Before I take risks, I usually calculate over and over again. Moving for me, was a huge risk. Before I did it, I thought, re-thought and thought some more. By the time I was making the decision, I had plan B, C and D in case all failed. My parents weren’t even sure if the strength of their youth was ready to face the world.
To this day, I think God was guiding me. I just didn’t know it.
And so I made the move. This 22 year old carrying almost all her clothes and hope, barely knowing Nairobi apart from where a few of my relatives lived. Other than that, I had no idea where my friends who were in the city, lived. The only two streets I knew in the CBD were Tom Mboya street and Moi Avenue, the streets dad had showed me when I was in Nairobi a while back for my internship. The buildings I knew were The National Archives, and the green tall building, Afya Centre. Google Maps became my friend (I salute its founder).
The thought of stopping a stranger to ask for directions just never sat well with me. I would literally rotate the CBD looking for the two buildings I knew. You can’t walk with your phone out and looking confused all at once. At least walking in circles looking confident would make more sense, right?

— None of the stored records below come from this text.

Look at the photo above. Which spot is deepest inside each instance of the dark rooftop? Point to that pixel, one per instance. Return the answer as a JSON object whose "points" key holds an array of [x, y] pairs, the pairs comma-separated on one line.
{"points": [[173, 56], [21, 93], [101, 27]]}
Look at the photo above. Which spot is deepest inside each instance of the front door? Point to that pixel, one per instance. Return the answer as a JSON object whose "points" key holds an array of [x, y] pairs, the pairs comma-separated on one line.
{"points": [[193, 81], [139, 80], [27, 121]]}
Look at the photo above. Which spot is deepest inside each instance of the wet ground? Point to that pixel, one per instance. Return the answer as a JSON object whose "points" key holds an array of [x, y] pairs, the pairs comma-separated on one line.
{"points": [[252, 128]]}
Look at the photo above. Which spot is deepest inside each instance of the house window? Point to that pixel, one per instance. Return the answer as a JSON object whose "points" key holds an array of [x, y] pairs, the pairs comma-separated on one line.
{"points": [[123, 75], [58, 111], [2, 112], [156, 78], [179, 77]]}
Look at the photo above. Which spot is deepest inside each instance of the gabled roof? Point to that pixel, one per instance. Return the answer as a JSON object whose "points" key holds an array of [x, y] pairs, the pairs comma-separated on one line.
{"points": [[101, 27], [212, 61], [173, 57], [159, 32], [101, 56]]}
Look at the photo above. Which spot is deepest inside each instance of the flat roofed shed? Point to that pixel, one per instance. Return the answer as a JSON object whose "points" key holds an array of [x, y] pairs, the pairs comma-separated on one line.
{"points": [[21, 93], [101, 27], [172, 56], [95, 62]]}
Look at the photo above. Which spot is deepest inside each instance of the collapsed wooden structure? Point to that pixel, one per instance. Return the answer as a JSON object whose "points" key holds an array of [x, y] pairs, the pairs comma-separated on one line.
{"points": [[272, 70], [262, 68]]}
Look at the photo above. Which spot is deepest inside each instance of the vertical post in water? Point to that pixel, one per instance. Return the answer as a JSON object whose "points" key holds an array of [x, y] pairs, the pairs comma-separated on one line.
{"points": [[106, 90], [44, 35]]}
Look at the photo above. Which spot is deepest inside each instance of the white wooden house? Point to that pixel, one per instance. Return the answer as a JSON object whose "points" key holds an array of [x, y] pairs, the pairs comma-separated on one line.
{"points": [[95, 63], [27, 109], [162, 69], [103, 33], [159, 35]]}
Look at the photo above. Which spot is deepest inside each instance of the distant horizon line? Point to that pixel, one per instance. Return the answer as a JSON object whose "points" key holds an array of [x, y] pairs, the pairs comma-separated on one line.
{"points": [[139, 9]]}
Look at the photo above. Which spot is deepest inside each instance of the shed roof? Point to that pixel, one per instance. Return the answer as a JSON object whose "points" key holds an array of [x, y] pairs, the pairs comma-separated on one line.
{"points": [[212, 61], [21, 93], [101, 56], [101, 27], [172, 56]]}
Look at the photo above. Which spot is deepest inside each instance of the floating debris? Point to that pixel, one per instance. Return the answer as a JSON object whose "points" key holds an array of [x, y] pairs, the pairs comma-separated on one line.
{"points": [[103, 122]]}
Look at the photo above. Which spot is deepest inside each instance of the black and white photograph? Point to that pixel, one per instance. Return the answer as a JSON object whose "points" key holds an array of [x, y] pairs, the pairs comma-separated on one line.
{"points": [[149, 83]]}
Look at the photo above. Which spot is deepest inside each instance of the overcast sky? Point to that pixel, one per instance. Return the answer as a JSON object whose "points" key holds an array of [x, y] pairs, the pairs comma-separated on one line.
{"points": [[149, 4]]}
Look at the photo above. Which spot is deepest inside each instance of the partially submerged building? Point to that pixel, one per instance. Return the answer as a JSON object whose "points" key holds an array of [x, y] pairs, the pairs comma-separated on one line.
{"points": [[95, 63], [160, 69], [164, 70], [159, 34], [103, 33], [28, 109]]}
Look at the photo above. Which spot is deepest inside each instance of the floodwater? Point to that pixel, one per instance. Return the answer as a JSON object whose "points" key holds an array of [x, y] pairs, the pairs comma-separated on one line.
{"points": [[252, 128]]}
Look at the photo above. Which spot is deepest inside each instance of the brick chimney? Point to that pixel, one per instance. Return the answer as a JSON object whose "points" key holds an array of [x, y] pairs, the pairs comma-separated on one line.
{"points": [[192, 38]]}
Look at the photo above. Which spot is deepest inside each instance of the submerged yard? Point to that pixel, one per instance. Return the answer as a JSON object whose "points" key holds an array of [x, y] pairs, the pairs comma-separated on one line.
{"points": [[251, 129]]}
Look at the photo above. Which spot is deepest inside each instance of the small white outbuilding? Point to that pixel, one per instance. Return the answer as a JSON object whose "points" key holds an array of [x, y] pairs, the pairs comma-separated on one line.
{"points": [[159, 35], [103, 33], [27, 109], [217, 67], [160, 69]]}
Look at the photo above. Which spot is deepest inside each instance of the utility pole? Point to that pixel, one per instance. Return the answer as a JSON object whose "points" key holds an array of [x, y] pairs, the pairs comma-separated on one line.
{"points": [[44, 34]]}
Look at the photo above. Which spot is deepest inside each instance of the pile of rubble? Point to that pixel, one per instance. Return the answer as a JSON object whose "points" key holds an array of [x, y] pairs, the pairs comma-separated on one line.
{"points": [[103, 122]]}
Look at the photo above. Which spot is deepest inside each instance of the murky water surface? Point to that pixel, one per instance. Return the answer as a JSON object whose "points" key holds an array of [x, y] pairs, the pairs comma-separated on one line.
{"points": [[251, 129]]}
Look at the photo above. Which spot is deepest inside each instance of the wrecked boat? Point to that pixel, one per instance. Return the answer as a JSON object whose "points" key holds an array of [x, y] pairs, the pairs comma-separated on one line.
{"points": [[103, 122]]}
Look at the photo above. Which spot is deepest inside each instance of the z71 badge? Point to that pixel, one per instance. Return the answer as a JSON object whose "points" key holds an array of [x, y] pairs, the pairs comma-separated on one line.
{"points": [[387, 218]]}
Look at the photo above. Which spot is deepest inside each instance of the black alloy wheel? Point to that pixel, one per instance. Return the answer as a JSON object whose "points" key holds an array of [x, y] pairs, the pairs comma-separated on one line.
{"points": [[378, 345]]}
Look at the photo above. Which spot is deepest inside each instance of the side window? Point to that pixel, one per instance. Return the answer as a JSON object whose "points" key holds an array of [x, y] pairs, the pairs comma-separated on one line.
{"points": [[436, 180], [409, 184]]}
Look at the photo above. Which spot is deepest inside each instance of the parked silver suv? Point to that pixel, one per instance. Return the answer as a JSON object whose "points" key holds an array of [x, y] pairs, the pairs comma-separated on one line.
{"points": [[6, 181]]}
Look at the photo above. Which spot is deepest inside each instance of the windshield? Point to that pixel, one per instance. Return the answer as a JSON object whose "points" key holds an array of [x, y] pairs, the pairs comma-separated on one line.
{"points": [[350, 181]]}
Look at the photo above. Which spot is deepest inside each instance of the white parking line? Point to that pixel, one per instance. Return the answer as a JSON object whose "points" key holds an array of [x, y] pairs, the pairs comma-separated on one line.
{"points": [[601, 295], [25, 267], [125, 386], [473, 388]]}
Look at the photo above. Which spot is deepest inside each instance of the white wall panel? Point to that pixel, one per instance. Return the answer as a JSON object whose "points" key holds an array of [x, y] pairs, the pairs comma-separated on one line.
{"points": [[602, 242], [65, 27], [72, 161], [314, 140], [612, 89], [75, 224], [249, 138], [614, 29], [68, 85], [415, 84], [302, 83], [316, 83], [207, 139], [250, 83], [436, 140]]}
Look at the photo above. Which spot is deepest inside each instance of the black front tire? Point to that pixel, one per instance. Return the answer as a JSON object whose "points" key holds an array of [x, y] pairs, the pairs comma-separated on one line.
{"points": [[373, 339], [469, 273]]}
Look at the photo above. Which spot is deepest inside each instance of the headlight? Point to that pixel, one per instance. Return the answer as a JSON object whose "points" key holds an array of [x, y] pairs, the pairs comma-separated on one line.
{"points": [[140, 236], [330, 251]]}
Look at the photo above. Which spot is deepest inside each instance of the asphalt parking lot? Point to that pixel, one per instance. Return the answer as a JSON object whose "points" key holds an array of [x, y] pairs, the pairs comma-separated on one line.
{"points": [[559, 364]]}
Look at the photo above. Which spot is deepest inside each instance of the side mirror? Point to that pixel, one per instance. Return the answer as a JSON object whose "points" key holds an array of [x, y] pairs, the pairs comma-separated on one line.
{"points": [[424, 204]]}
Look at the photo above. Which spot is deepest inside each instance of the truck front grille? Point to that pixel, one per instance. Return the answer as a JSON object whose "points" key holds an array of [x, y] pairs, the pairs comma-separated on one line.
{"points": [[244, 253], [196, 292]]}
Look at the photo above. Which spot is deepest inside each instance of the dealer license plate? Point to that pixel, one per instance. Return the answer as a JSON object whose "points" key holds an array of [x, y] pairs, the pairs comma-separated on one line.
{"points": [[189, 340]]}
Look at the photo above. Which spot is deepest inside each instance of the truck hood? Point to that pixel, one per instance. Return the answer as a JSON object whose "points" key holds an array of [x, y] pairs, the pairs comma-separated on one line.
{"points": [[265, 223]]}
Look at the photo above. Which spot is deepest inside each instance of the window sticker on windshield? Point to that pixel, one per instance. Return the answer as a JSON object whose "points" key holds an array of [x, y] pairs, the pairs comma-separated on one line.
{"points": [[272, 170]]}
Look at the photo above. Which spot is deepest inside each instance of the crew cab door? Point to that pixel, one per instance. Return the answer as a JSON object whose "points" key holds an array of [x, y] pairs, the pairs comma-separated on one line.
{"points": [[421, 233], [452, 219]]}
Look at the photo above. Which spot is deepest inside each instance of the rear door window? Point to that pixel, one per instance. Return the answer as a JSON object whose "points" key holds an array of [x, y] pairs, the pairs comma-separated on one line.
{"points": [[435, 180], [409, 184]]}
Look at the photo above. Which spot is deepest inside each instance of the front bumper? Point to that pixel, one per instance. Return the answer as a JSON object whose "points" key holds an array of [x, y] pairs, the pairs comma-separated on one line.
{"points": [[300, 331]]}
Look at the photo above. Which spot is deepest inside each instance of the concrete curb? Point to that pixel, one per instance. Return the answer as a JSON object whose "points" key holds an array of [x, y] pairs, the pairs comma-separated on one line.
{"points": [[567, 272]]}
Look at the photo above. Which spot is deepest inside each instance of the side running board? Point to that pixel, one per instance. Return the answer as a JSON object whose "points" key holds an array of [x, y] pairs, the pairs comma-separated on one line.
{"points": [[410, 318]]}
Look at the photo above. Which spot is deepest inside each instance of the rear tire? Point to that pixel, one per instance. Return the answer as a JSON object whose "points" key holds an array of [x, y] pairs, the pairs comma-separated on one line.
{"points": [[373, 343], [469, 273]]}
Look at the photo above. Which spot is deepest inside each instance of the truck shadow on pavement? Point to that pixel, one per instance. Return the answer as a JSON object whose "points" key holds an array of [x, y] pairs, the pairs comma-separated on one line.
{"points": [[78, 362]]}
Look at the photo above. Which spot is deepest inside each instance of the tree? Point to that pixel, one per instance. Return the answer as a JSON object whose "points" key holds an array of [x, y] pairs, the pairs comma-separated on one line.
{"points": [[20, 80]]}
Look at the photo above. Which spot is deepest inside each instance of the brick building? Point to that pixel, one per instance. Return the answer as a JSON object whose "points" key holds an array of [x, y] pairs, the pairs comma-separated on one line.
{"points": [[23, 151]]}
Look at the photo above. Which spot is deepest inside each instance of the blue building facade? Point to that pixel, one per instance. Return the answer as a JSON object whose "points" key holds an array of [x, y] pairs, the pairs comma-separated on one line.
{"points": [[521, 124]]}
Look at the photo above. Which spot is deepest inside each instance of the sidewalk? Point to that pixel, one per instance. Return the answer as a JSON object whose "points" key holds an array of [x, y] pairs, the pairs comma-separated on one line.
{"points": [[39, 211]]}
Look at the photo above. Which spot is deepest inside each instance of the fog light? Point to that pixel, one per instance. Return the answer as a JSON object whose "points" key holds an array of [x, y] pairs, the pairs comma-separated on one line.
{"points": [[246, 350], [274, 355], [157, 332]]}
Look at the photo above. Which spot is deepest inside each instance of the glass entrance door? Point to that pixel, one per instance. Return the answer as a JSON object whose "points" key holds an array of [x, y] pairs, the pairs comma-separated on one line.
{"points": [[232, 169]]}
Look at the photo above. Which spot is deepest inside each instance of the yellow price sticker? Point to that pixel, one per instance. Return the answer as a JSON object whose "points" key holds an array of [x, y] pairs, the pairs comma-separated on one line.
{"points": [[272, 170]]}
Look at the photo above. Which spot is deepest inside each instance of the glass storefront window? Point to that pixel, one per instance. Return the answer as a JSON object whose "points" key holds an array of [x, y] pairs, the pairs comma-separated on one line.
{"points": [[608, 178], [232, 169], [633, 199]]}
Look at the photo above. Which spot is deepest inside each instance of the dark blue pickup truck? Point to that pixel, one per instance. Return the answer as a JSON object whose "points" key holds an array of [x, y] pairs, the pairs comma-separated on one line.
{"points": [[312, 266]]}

I used to be scared of being in the town at night because well, you hear all these stories and… You should have seen me walking in town after the daylight robbery became real.
The rise of Uber in the country is a lifesaver. How I got so comfortable taking an Uber home at night, baffles me. I was recently at a social event that ended quite late and in my mind I was not bothered by time like I would have been in the beginning. It got me thinking. Whenever I thought I would get lost when going to a new place, I would take an Uber there. Because, well, the Uber driver definitely has an idea of that place (See how bright I was?)
I missed home terribly. Our family is a close knit one and as much as everyone may be doing their own thing in their rooms, we get to gather at least every night and have a catchup session. I missed these moments. I missed mom’s food. The thought of spending money to buy something mom would so gladly make for me didn’t (still does not) make sense.
A year plus down the line, I have found new family, I have formed new relationships, I have revived old friendships, I have found a church and I have definitely grown.
The biggest lesson I have learned is, God is intentional.
When I kept pushing my move to the city, He caused certain things to happen in my life, to see that I needed to do it. I did not know how I would survive, or whether things would work out the way I hoped they would. I can gladly say that He who brought me truly has not left my side. He has continued to guide me every step of the way.